Tabii bunu mimari olarak da kanıtlamamız gerekir. Fakat bu nesneler en azından Mısır ilahları tapınağını işaret ediyor. Yazıtlardan da Mısır tesirinin İzmir’de ve natürel bütününde de Anadolu’da olduğunu biliyoruz. Zira bilhassa Büyük İskender sonrasında ve Roma İmparatorluğu’nun Mısır topraklarına hükümran olmasıyla birlikte bu kültürel yakınlaşma süratle gerçekleşti” dedi.

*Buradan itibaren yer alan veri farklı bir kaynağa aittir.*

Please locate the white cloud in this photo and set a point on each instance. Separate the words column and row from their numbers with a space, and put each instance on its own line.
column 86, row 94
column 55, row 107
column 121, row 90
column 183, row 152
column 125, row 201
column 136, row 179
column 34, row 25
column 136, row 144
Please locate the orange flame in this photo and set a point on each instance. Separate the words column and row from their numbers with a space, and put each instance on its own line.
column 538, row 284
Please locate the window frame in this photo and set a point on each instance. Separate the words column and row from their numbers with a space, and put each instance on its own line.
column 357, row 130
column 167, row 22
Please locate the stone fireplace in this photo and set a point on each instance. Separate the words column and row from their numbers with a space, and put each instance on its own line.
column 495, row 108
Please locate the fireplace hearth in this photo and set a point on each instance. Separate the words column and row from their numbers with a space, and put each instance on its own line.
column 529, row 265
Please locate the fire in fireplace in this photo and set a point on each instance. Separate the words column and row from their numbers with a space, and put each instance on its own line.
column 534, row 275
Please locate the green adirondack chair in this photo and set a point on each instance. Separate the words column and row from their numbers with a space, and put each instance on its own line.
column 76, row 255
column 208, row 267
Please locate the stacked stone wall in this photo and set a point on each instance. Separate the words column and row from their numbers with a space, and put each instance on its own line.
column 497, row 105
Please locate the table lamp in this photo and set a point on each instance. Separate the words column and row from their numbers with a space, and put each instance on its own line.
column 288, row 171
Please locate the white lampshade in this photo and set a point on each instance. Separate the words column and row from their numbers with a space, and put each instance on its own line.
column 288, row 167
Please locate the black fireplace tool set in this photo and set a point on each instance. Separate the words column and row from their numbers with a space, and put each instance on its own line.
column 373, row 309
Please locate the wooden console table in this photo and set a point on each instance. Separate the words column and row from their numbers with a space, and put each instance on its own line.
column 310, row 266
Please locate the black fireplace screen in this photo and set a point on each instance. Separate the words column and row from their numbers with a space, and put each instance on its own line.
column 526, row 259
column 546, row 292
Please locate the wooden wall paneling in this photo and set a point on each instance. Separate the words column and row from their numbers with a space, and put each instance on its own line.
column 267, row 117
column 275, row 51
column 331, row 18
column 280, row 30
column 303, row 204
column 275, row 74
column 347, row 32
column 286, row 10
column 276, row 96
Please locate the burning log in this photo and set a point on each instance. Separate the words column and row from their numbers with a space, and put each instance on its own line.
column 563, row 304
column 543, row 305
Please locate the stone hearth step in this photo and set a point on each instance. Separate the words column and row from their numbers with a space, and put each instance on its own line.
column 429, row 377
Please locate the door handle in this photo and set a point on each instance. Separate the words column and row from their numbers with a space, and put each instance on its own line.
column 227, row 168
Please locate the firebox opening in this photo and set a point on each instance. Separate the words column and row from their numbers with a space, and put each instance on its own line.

‘BEŞİNCİ NESNE, RA’NIN GÖZÜ FİGÜRÜ’
Prof. Dr. Ersoy, “Burada 5 örnek var. Bu örneklerden birincisi bir mask. Bu figür, kandillerin yanma deliğinde kullanılan bir kapaktır. Mısır tesirli bir figürdür. Bir başka nesne, doğum yapar durumunda bir bayan figürü, yarısı yok. Ancak diğer örneklerden biliyoruz ki bu nesne, bayanın sağlıklı doğum yapması ve çocuğunun sağlıklı olarak dünyaya gelmesiyle alakalı bir figür. Daha çok Mısır’da görülen bir özellik.
Bir başka nesne kandil kesimi. Üzerinde İsis Tapınağı’nın görseli var. 4’üncü nesne, bir tuğla modülü. Bunun üzerinde ‘Serapis Hiera’ yazısı var. Manası ise ‘Serapis’in kutsal alanı demek. Hasebiyle bütün bu buluntular üzerinden ‘Burada bir kutsal alan olabilir’ diyoruz. 5’inci nesne Ra’nın gözü figürü. Buna ‘Horus’un gözü’ de deniyor. Tek bir ilah olduğunu söz eder. Birebir vakitte vicdanın gözüdür. Mısır tesirini gösterir” diye konuştu.
‘UNESCO KALICI LİSTESİNE BAŞVURULACAK’
Antik Smyrna’yı çevreleyen Tarihi Kemeraltı Çarşısı, Basmane ve Kadifekale ile Bayraklı’daki Eski Smyrna, Yeşilova ve Yassıtepe höyüklerinden oluşan ‘İzmir Tarihi Liman Kenti’nin UNESCO Dünya Mirası Kalıcı Listesi’ne girmesi için çalışmaların sürdüğünü belirten Prof. Dr. Akın Ersoy, “Bu hazırlıklar sona erdiğinde umuyoruz ki UNESCO kalıcı listesine başvurulacak ve sonunda da kalıcı listeye girmiş olacak. İzmir, tarihi bir liman kenti ise bu çeşit Mısır tesirlerinin de nasıl ve ne formda geldiğini anlıyoruz. Demek ki ticaret rotaları bilhassa deniz ticaret rotaları üzerinden bu kültürel tesirler burada yaşayan İzmirlilere ve Anadolu halklarına ve öbür batılı topluluklara yansıdı” dedi.